We met an Australian couple at the tunnel museum, who by coincidence were the same couple who were living in Olomouc in the Czech Republic who owned and ran the hostel we stayed in. Turns out they had been travelling basically the same route as Chris and I, and we were surprised when they told us that they saw us in one of the small squares in Kotor, looking up three girls laughing at us out of a third story window! We got another slow, rickety tram back to Bascarsija where we again went our own ways. The rest of the afternoon passed quite quickly as the four of us whiled away the time in a few cafes and later a small restaurant before Chris and I bade goodbye to Nick and Jess again. It would be less than a week before we would catch up once more though, most likely back in the teacher's room at our school in Opole.

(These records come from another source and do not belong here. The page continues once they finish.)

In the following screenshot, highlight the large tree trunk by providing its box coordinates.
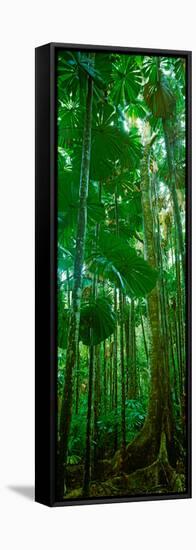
[124,139,170,471]
[57,69,93,499]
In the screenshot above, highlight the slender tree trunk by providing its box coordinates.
[162,119,185,276]
[127,137,169,471]
[57,68,93,500]
[119,291,126,451]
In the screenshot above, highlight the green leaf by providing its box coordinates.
[89,231,157,297]
[80,297,115,346]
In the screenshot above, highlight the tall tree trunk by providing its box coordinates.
[83,334,95,497]
[162,119,185,276]
[57,68,93,500]
[119,290,126,451]
[127,136,169,471]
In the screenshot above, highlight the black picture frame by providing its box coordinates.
[35,43,192,506]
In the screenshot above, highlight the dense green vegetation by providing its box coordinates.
[57,51,186,499]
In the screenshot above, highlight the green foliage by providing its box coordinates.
[90,231,157,297]
[80,296,115,346]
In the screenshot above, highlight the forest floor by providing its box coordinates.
[65,458,186,499]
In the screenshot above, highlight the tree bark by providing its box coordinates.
[57,69,93,500]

Two days certainly wasn't enough time to spend in Sarajevo. I felt I'd barely scratched the surface, and everywhere I looked I couldn't help but be intrigued by the place. The clash of cultures, east and west, Muslim and Christianity. The old Turkish Quarter had a unique atmosphere all of its own, and I admit I was a little excited when an attractive brunette handed me a flyer for the International House School in Sarajevo. I couldn't think of any other place I'd seen in Europe that I'd rather live in, given the history and culture. However while there had been peace in Sarajevo for almost a decade, I still couldn't help but wonder what people thought of what happened, and how it must be for the Serbs and Muslims to once again live together given the recent history. I guess all hasn't been forgotten, as some time later in the afternoon a cargo plane of sorts flew low over the city, and a great deal more than a small number of people stopped what they were doing to gaze up, with a not altogether unconcerned look on there faces. Oh Sarajevo...



Comments
Hi!
As somebody who's born and lives in Sarajevo, I really liked your article. I must say I share your feeling for this city... Thanks!
Just small comment, photo number 10 is mountain Trebevic.
Take care my friend!
Thanks for your comment! Yeah, I really loved Sarajevo. It's one of my favourite cities in Europe. I hope I can return one day and explore more of the city and the Bosnian countryside.